I added a covered call position in HMY using a buy-write order. Using the buy-write order, you can buy the stock and sell the covered call in one transaction which saves in commission costs. HMY hit my screener and I decided to add 100 shares to my account. I placed the order to buy using the January $9.00 calls while HMY was sitting at just over $8.00 for a net debit of $7.60.
Here’s what happened, HMY dropped to $7.99 and the call dropped to $0.39 – net price $7.60 plus commissions.
This one is going to be a sit and wait, but three things are possible.
- The price goes above $9.00 by expiration, and I have to sell for about an 18% gain (in four months)
- The price just kind of hangs where it is… It’s a gold mining stock; it’s more likely to be all over the place.

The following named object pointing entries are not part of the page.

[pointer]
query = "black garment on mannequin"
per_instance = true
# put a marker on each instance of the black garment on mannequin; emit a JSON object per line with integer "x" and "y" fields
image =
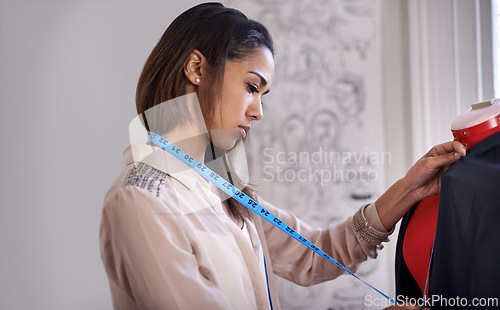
{"x": 466, "y": 255}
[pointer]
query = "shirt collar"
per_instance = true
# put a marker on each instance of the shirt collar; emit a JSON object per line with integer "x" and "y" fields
{"x": 160, "y": 159}
{"x": 485, "y": 145}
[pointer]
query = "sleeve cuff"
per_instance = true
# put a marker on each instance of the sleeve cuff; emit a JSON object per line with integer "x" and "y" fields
{"x": 373, "y": 218}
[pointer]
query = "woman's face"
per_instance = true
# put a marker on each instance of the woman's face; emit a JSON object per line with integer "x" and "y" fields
{"x": 244, "y": 84}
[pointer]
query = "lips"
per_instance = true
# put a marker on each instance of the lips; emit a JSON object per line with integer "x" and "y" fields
{"x": 243, "y": 131}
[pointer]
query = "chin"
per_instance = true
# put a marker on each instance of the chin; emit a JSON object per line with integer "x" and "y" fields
{"x": 224, "y": 139}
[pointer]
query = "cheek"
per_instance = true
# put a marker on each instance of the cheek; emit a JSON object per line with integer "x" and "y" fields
{"x": 234, "y": 106}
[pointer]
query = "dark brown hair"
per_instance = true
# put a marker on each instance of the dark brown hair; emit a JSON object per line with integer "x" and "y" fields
{"x": 220, "y": 34}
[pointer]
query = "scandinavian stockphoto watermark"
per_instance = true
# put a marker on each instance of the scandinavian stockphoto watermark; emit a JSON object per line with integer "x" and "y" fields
{"x": 433, "y": 301}
{"x": 322, "y": 166}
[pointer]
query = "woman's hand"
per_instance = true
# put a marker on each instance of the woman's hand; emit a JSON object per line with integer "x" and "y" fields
{"x": 422, "y": 180}
{"x": 424, "y": 177}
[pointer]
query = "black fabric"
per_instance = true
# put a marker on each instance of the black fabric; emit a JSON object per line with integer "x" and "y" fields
{"x": 466, "y": 258}
{"x": 405, "y": 283}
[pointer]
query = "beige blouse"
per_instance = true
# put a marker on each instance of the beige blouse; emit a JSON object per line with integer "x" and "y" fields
{"x": 166, "y": 243}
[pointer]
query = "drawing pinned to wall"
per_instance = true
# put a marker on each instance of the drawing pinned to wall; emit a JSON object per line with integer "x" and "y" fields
{"x": 317, "y": 161}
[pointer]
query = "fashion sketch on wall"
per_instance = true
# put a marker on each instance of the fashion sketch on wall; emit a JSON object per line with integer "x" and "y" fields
{"x": 318, "y": 151}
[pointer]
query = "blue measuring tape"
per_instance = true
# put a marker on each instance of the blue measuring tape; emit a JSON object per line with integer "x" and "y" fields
{"x": 248, "y": 202}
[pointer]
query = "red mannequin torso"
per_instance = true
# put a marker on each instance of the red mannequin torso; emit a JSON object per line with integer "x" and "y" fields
{"x": 474, "y": 125}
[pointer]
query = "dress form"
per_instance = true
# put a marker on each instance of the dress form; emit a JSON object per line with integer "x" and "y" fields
{"x": 481, "y": 121}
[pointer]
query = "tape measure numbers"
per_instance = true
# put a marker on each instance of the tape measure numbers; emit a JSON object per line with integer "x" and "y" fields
{"x": 245, "y": 200}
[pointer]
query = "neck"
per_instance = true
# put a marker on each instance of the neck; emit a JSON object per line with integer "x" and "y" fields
{"x": 190, "y": 140}
{"x": 478, "y": 123}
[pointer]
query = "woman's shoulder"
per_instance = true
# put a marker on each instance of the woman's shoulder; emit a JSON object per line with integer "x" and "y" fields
{"x": 140, "y": 186}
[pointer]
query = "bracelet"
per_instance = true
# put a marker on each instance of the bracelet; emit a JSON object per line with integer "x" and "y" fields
{"x": 367, "y": 232}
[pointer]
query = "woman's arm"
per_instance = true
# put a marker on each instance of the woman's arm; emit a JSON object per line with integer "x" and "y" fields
{"x": 422, "y": 180}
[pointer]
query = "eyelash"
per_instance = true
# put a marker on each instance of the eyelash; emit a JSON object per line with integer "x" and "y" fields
{"x": 252, "y": 88}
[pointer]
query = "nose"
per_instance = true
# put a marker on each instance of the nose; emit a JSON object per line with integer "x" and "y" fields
{"x": 255, "y": 111}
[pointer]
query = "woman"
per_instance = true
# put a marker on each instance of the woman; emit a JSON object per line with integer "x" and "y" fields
{"x": 169, "y": 239}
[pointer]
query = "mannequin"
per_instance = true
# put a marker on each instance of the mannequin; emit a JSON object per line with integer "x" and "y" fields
{"x": 479, "y": 129}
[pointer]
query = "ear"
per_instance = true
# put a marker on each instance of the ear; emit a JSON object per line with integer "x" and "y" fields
{"x": 195, "y": 67}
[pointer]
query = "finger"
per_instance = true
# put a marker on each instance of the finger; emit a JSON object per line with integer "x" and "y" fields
{"x": 442, "y": 160}
{"x": 448, "y": 147}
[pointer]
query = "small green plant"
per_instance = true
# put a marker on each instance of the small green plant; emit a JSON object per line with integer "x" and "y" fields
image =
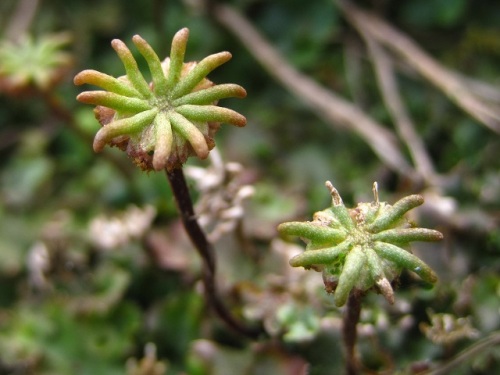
{"x": 362, "y": 248}
{"x": 160, "y": 124}
{"x": 33, "y": 64}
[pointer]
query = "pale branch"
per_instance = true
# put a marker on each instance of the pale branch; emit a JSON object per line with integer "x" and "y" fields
{"x": 388, "y": 85}
{"x": 332, "y": 108}
{"x": 443, "y": 78}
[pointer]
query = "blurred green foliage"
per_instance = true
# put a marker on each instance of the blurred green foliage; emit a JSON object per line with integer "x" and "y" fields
{"x": 70, "y": 304}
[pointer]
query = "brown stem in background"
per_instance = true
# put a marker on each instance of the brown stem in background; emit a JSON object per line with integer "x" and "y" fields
{"x": 205, "y": 250}
{"x": 448, "y": 81}
{"x": 21, "y": 19}
{"x": 349, "y": 331}
{"x": 326, "y": 103}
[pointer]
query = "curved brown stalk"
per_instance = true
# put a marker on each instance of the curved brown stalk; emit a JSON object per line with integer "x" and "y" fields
{"x": 205, "y": 250}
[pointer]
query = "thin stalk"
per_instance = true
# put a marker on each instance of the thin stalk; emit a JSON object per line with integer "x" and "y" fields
{"x": 349, "y": 331}
{"x": 206, "y": 251}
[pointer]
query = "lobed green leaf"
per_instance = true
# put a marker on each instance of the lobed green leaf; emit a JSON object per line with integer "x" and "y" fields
{"x": 107, "y": 82}
{"x": 133, "y": 73}
{"x": 206, "y": 113}
{"x": 177, "y": 53}
{"x": 407, "y": 235}
{"x": 354, "y": 262}
{"x": 113, "y": 101}
{"x": 189, "y": 132}
{"x": 198, "y": 73}
{"x": 154, "y": 63}
{"x": 405, "y": 259}
{"x": 395, "y": 213}
{"x": 211, "y": 95}
{"x": 124, "y": 126}
{"x": 164, "y": 140}
{"x": 325, "y": 256}
{"x": 318, "y": 234}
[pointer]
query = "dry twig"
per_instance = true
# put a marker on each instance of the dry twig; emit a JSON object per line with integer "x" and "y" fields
{"x": 457, "y": 89}
{"x": 334, "y": 109}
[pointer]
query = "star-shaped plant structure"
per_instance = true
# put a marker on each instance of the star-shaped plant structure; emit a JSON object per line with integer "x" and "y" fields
{"x": 29, "y": 64}
{"x": 361, "y": 248}
{"x": 160, "y": 124}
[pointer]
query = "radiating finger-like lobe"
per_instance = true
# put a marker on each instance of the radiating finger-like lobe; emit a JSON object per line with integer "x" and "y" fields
{"x": 124, "y": 126}
{"x": 113, "y": 101}
{"x": 321, "y": 256}
{"x": 211, "y": 95}
{"x": 190, "y": 133}
{"x": 154, "y": 64}
{"x": 407, "y": 235}
{"x": 106, "y": 82}
{"x": 319, "y": 234}
{"x": 164, "y": 140}
{"x": 198, "y": 73}
{"x": 204, "y": 113}
{"x": 395, "y": 213}
{"x": 354, "y": 262}
{"x": 405, "y": 259}
{"x": 177, "y": 53}
{"x": 133, "y": 73}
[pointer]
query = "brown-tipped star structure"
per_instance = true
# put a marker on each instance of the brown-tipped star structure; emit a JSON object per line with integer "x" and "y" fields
{"x": 361, "y": 248}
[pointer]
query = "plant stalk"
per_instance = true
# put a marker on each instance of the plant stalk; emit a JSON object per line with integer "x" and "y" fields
{"x": 349, "y": 330}
{"x": 206, "y": 251}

If it just “hangs”, the calls will expire worthless, I’ll have collected about 5% premium (~15% annualized) and I’ll be looking to sell another round of calls
- The price drops due to labor unrest (or any other reason, including bloggers on other web sites 😉 ), I keep the option premium and have to sit on it for a while before being able to sell more calls or close my position.
Disclaimer: This is what I’m doing, it’s for entertainment and educational purposes only. I don’t expect you to follow my lead in any way shape or form. I expect you to do your own research, to make up your own mind and take responsibility for your own actions.